We will miss Harold and we know that Marlene, Claudia, Harry and their families will remember all the good times with him, as will we.

Doug and Lisa White 

My Godfather, Uncle Harold

February 13, 2014

How blessed was I, after moving 2000 miles to Connecticut in 1994, to be stationed in San Diego again and be able to re-connect with my Godfather Harold Simon in 2011. And this was after almost 10 years of being apart! I was fortunate enough to live downtown San Diego in a beautiful apartment, and although we only had a few dinners there I loved having Aunt Marlene and Uncle Harold over for some good food and cold beers.
Even living 30 miles apart, work kept me traveling across the world so I only had the chance to see the Simons on holidays and random times throughout the year.
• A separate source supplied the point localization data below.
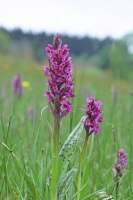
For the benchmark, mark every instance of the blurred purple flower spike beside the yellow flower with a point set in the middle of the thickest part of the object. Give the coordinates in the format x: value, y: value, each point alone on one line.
x: 17, y: 85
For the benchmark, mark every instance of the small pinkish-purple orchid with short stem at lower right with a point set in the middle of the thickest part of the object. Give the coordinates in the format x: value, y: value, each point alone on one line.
x: 120, y: 165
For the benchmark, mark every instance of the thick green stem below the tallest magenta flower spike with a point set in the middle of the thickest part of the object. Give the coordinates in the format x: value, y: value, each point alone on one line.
x: 54, y: 181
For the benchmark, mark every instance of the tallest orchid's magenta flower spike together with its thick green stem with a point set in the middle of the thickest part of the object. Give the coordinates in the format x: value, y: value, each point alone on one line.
x: 60, y: 89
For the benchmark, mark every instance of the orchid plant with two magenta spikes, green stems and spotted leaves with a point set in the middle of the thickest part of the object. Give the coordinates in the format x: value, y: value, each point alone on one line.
x: 60, y: 90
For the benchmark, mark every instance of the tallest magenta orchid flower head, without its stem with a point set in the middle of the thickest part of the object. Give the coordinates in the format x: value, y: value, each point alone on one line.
x: 59, y: 73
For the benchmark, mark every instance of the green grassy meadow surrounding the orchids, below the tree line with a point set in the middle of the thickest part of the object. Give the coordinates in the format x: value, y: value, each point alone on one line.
x: 28, y: 150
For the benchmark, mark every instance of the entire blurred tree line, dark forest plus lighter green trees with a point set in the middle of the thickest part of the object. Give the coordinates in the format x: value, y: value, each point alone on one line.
x: 103, y: 53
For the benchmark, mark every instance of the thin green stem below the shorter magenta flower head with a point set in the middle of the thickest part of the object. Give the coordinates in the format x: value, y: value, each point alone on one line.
x: 80, y: 165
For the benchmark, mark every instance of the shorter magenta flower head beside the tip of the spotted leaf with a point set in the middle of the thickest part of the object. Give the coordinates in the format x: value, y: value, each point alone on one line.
x: 93, y: 116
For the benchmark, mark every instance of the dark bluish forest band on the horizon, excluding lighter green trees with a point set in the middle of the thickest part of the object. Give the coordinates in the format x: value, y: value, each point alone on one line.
x: 35, y: 44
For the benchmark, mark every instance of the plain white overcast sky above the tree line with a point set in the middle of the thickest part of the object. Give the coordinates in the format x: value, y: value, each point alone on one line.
x: 96, y: 18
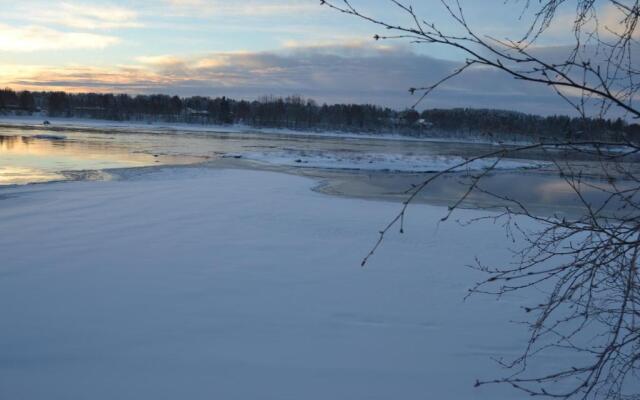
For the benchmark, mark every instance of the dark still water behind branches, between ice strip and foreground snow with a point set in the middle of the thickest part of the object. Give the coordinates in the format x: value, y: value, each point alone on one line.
x: 539, y: 191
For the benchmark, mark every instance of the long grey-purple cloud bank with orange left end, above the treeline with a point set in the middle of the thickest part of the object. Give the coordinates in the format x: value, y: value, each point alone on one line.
x: 362, y: 74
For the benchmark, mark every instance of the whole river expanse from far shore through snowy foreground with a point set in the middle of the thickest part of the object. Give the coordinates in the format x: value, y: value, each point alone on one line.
x: 180, y: 265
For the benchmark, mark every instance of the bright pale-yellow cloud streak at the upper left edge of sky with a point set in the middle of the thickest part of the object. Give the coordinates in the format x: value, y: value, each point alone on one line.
x: 37, y: 38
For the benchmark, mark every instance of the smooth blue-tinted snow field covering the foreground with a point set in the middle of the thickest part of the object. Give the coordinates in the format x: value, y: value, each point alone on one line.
x: 195, y: 283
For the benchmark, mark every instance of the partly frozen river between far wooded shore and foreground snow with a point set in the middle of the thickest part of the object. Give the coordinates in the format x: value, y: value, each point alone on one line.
x: 354, y: 166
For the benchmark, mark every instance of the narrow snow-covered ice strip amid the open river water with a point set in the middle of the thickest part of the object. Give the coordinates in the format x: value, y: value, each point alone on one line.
x: 349, y: 160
But my Godfather Uncle Harold was such a shining example of optimism and positive energy for me that I will never forget. Anything I had accomplished up until that point in my life felt so small next to this man who had battled LG for almost 10 years! And still kept such an elegant demeanor and contagious happiness when you would talk to him in person, despite all the daily challenges he would face.

Traveling the world, going through the Panama Canal, paragliding off Torrey Pines bluffs, daily trips to the SRF, what more could one man do, and most of that was in a motorized wheelchair! My Uncle Harold was truly an exceptional man, an inspiration to me, and I am truly grateful for the time we spent together.